What compiler are you using to program in? I'm new to this. trying to learn C++ and I have never programmed before.
I got an O´reilly book but it's not for mac (se this post for mor info) 

I'm stuck and I haven't started yet...  

Would be greatfull for a bit of help.

Thanks

Viktor


----------



## Mac Osxtopus (Jun 9, 2002)

based on public opinion at his web site...oreilly SUCKS for beginners like me and you. I'm learning from a book called C++ From The Ground Up, By Herbert Shildt. It's quite beginner friendly. I use project builder ( mac os x developer tools) to write and compile my C++ things.


----------



## nkuvu (Jun 9, 2002)

O'Reilly is fantastic for beginners.  Just try the "Learning" books instead of the "Programming" books.

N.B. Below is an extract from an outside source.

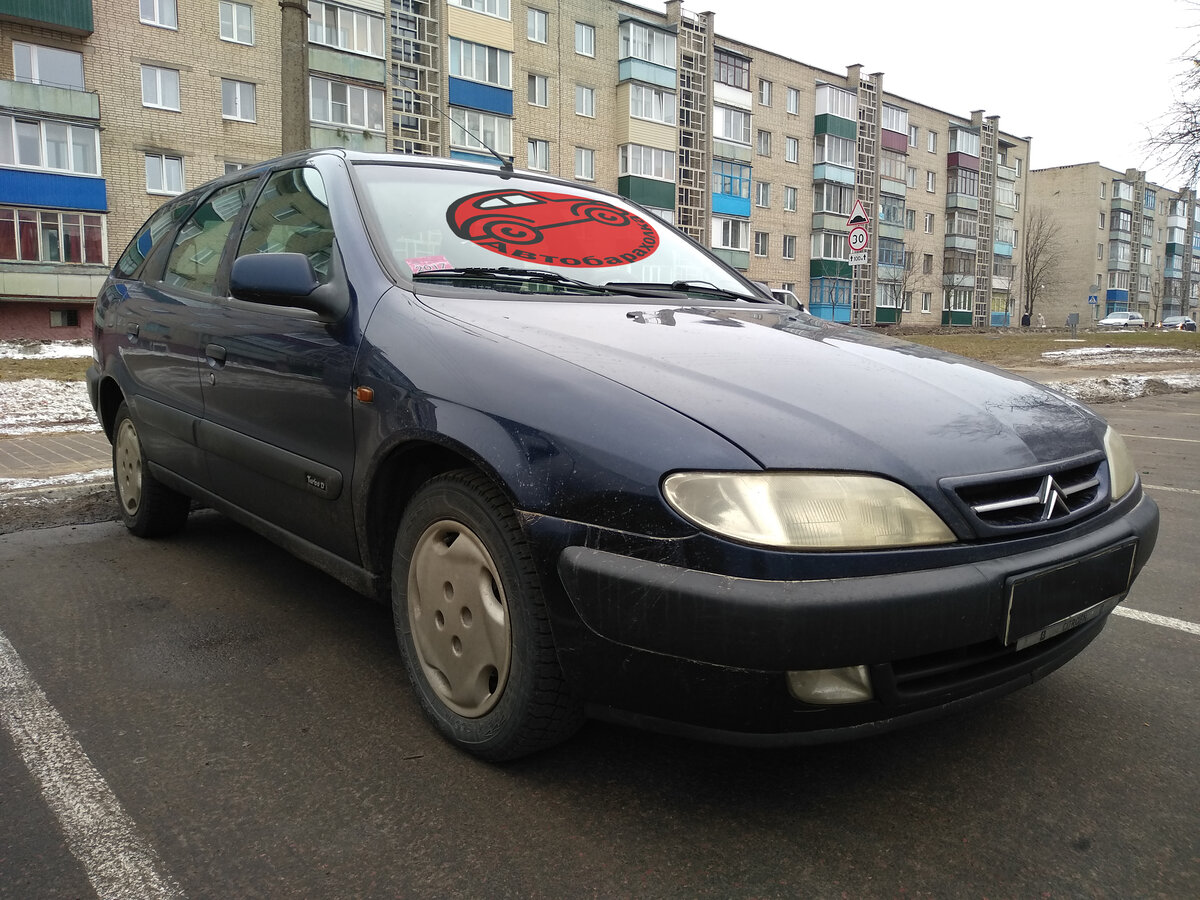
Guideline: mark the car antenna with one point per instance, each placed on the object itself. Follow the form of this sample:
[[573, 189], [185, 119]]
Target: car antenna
[[505, 165]]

For example, "Learning Perl" gets you up to speed on how to program in Perl.  "Programming Perl" offers a _brief_ refresher, then goes way past the "Learning" book.


----------



## iMan (Jun 10, 2002)

Ops.. Guess I got the wrong book.....

It's a jungle of books, it's hard to know what to buy... I bought my book in the states, Here in italy ,where I live for now, it's hard to find any good books in english.
I'll see if I can pick upp a diffrent more basic book.


----------



## Mac Osxtopus (Jun 10, 2002)

try ordering one online, like from amazon.com


----------